Over the last four years, I’ve run many Star Trek Adventures games at conventions online and in person. There’s no end to the joy of sharing a mutual love of Star Trek with people who sign up for my games. The most common reaction I get at these conventions is how the players wish they could find a group to play so they could enjoy Star Trek Adventures even more.
I get this with a lot of the games I run that aren’t Dungeons and Dragons, like Deadlands, Conan and Dune. These are niche games, and I guess I’m a niche Game Master. No matter how niche, my tables always fill up at the conventions… and the players lament how there aren’t more opportunities to play these systems.
I’ve offered two or three of these players a chance to play in my home campaign. Sometimes it’s a good match. Sometimes it isn’t and they go their own direction. Such is gaming.
The Star Trek Adventures Game Master’s Guide has a side bar about running games at conventions. The first point is to make sure the session illustrates proper play of Star Trek Adventures. It’s easy to dismiss this statement as being about making sure you know the rules. You don’t want to send new players to other tables with a completely wrong interpretation of the core rules.
Also, it’s important to best represent a common adventure for the setting. This doesn’t mean to run a mundane adventure. On the contrary, a convention module should be the most exciting adventure in the lives of the PCs. This means the adventure should mechanically and thematically represent what the game has to offer.
For Star Trek Adventures, this means running a game where the PCs are a crew on a Federation or Klingon starship, exploring space, in search of new life forms and adventures. Running a game where everyone is a miner on a colony world might fit in the Star Trek universe, but it isn’t the image that comes to mind when you hear the words “Star Trek.”

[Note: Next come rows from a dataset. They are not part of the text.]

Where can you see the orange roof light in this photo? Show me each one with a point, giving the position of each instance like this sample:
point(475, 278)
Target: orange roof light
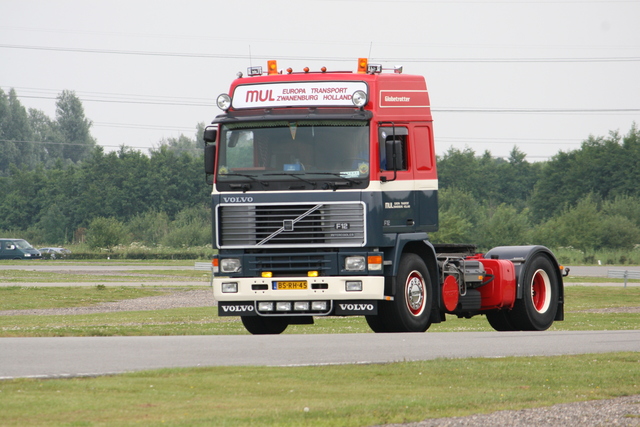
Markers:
point(362, 65)
point(272, 67)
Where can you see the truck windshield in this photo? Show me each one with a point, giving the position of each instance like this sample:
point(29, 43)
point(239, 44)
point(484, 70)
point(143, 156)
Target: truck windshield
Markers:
point(291, 150)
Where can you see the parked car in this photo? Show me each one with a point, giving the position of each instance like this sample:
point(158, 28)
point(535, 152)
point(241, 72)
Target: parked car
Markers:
point(18, 249)
point(54, 253)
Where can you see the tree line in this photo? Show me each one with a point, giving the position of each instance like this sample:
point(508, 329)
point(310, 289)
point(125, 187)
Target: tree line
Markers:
point(59, 191)
point(587, 199)
point(57, 184)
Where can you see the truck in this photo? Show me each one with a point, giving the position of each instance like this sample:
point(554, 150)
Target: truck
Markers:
point(324, 192)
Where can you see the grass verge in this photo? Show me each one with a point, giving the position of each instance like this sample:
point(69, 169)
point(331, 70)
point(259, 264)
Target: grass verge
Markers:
point(348, 395)
point(587, 308)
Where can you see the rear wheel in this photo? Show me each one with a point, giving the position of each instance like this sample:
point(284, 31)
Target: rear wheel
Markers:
point(539, 304)
point(259, 325)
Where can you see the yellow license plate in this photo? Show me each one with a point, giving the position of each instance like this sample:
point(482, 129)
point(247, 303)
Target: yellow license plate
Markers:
point(287, 286)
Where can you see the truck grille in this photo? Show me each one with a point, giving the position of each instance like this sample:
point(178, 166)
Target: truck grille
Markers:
point(291, 225)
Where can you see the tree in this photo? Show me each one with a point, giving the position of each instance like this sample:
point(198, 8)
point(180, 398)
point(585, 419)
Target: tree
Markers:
point(105, 233)
point(74, 127)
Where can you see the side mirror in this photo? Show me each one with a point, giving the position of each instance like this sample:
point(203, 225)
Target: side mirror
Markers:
point(210, 134)
point(209, 159)
point(395, 155)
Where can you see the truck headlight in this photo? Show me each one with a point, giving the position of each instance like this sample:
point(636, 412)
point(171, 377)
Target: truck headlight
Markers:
point(230, 265)
point(353, 286)
point(354, 263)
point(230, 287)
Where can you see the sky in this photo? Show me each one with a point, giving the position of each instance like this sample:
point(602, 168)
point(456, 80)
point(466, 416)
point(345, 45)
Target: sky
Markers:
point(539, 75)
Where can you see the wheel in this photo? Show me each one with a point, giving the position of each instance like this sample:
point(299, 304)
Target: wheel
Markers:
point(539, 304)
point(410, 310)
point(258, 325)
point(499, 320)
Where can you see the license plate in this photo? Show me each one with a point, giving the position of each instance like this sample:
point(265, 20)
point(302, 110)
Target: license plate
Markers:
point(287, 286)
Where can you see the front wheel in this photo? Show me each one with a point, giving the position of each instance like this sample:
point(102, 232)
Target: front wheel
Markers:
point(410, 310)
point(540, 293)
point(258, 325)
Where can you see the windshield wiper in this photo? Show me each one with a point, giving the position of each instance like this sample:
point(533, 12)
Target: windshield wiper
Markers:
point(244, 186)
point(295, 175)
point(335, 185)
point(251, 177)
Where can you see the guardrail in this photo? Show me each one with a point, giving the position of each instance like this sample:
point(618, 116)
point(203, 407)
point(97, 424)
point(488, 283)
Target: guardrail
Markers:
point(623, 274)
point(205, 266)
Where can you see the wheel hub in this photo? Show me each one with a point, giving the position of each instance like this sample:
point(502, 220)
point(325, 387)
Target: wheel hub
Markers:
point(415, 293)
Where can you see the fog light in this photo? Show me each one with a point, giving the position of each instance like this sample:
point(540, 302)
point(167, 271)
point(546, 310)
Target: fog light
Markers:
point(283, 306)
point(229, 287)
point(301, 306)
point(265, 306)
point(375, 262)
point(354, 286)
point(230, 265)
point(319, 305)
point(354, 263)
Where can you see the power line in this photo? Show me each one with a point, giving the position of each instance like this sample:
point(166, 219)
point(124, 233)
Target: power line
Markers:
point(326, 59)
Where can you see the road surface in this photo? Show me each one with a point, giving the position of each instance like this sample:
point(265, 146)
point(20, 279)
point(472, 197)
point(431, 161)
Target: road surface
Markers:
point(80, 356)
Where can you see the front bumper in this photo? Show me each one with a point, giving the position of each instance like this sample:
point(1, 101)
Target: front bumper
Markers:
point(318, 288)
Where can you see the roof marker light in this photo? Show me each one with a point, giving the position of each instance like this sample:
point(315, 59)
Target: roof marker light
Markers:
point(254, 71)
point(359, 98)
point(362, 65)
point(224, 102)
point(272, 67)
point(374, 69)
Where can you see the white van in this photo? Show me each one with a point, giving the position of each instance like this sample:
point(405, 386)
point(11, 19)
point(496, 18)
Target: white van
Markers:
point(18, 249)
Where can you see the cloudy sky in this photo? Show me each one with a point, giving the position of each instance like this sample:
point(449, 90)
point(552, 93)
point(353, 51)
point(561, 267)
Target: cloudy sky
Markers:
point(540, 75)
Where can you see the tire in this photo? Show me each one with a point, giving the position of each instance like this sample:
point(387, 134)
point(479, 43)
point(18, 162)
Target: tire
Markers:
point(499, 320)
point(258, 325)
point(540, 292)
point(410, 311)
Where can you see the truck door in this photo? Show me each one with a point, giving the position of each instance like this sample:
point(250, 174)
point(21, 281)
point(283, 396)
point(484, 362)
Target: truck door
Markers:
point(400, 213)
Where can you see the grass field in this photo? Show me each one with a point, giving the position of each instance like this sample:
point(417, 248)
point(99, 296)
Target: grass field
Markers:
point(351, 395)
point(348, 395)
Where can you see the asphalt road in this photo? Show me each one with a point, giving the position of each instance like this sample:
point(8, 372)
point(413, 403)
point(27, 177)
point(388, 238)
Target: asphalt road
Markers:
point(61, 357)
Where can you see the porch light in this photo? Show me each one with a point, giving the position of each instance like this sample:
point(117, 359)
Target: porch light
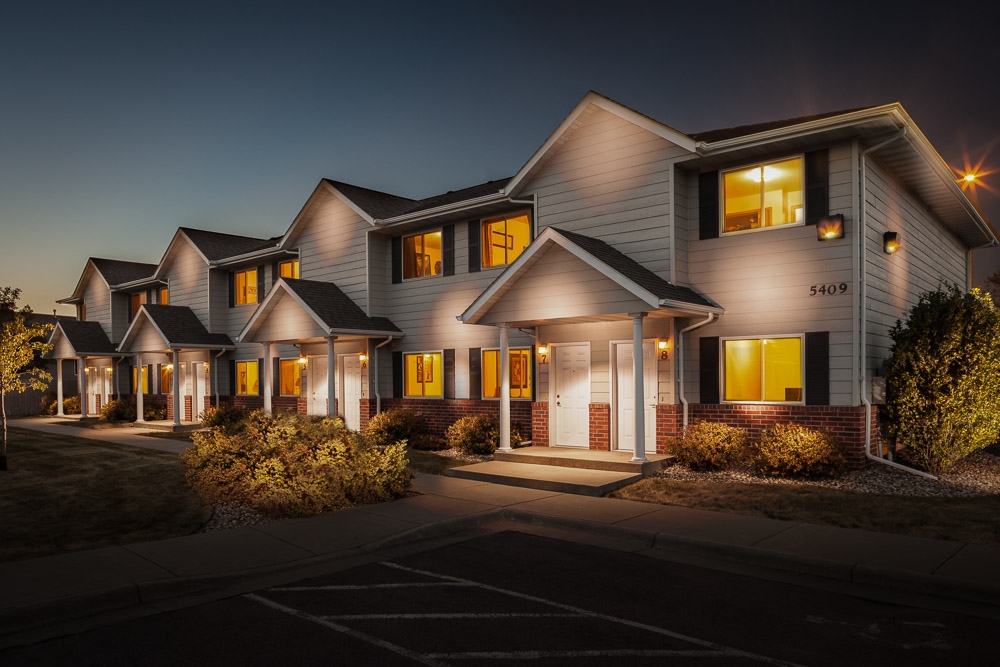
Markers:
point(890, 242)
point(831, 227)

For a convention game, you want exploration of space, discovering new life forms and possibly getting into some space combat. This might be scary for some Game Masters. Remembering back to my Star Wars Saga Edition days, most GMs were afraid to incorporate space combat in their adventures, when space combat is a major staple of Star Wars. There’s less space combat in Star Trek than Star Wars, but when it comes to the major adventures, the ones that are made into feature films or to be continued episodes, there’s almost always at least a little bit of combat.
So, what are the common mechanics of the game?
There’s the core mechanic of choosing an Attribute and Discipline, adding them together to create a target number, then roll 2d20 to see if you get equal to or less than the target number on either or both of those dice.
There are gated challenges, where there’s a whole series of tasks the crew needs to complete to achieve their goal. They can’t move on to the next task until the current task is resolved. In some cases, the challenge can continue despite failure, but the Difficulty of the following challenges increases as a result of failure with a cost.
Gated challenges can be represented by the crew having to work together to fix the ship after something goes horribly wrong on the vessel, and systems go out. The first step is to calm the crew who may have reason to panic. Then, getting power back online is necessary before individual systems can be brought online. Then, repairs to the hull need to be accomplished before crews can be returned to the damaged levels of the starship.
Then, there are extended tasks. These are the challenges we’ve talked about before where there is only so much time to work on a task before something really bad happens. Take the prior example of fixing the broken ship. To make it an extended task, have the ship plummeting in a planet’s gravity well. The ship must be operational again before the vessel crashes and everyone dies.
The scientific method should be part of the game. The science officers and engineers will have endless fun rolling on technobabble tables as they create in-world solutions to impossible problems.
Next, the pillars of play need to be represented. The game can handle combat in several different styles: social, starship and individual combat. Have a variety of situations the players find themselves in. Offer different opportunities for the rules to be used to resolve unique situations.
Finally, the Star Trek Game Master’s Guide suggests having a session zero before the convention game begins. This handles the issue of using safety tools and providing lines and veils in case there are topics that might cause triggers. The best Star Trek episodes explored politics and social issues of their times. When doing this, it may result in a trigger. Avoid these by discussing potential triggers before the game begins.
The cleverest point I got from this sidebar was to ask the players to describe their experience with Star Trek and what they hope to get out of the game. We all got into the fandom from a different direction. It’s a good idea to compare our experiences with the franchise and see what about Star Trek really speaks to the players. Some players might really want to spend time exploring the endless tracts of space. Some might want to get into some starship combat. Others might be heavy roleplayers who want to experience a first contact scenario.
Most convention Game Masters probably have their adventures written and planned before getting to the convention table, but these wishes for what the scenario encompasses can be worked into any Star Trek Adventures story and allow those players to shine and have their Star Trek dreams come true.